Código QR

Anabela Fino

A secretária de Estado Ana Zacarias afirmou esta terça-feira em Bruxelas que Portugal «tudo fará» para que o certificado sanitário digital relativo à COVID-19 esteja concluído até Junho.

Para os mais distraídos, refira-se que estamos a falar de um comprovativo de vacinação, testagem negativa ou recuperação da doença, um documento bilingue (na língua nacional do cidadão e em inglês) com código QR, destinado a permitir a livre circulação no espaço europeu.

O código QR (Quick Response Code/ Código de Resposta Rápida) é um código de barras bidimensional que permite partilhar dados rapidamente e que é facilmente lido por dispositivos electrónicos.

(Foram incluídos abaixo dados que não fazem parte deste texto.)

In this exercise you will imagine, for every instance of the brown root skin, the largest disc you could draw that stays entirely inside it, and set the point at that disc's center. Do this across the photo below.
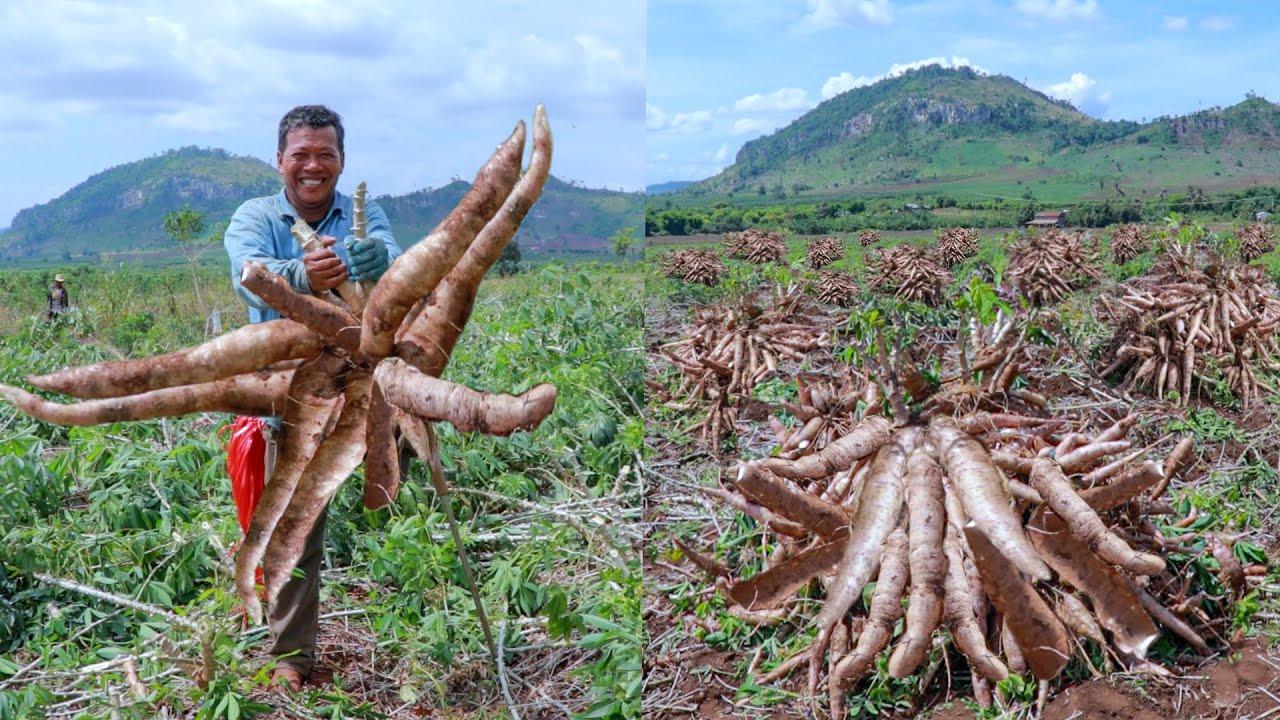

A ideia, avançada no início do ano pelo primeiro-ministro grego, Kyriákos Mitsotákis, apoiada depois por António Costa e apadrinhada pela Comissão Europeia (CE) em 17 de Março, é dispor de um documento uniforme e válido em toda a UE, uma espécie de salvo-conduto ou livre-trânsito.

Esta nova modalidade de cartão de embarque estará disponível tanto em versão digital como em papel e, para além do código QR com a informação essencial, terá ainda um selo de garantia para atestar a sua autenticidade.

Sugere a CE que a emissão do documento, da responsabilidade dos estados-membros, seja feita por entidades de saúde, hospitais ou laboratórios, e recomenda que seja respeitada a protecção de dados dos cidadãos.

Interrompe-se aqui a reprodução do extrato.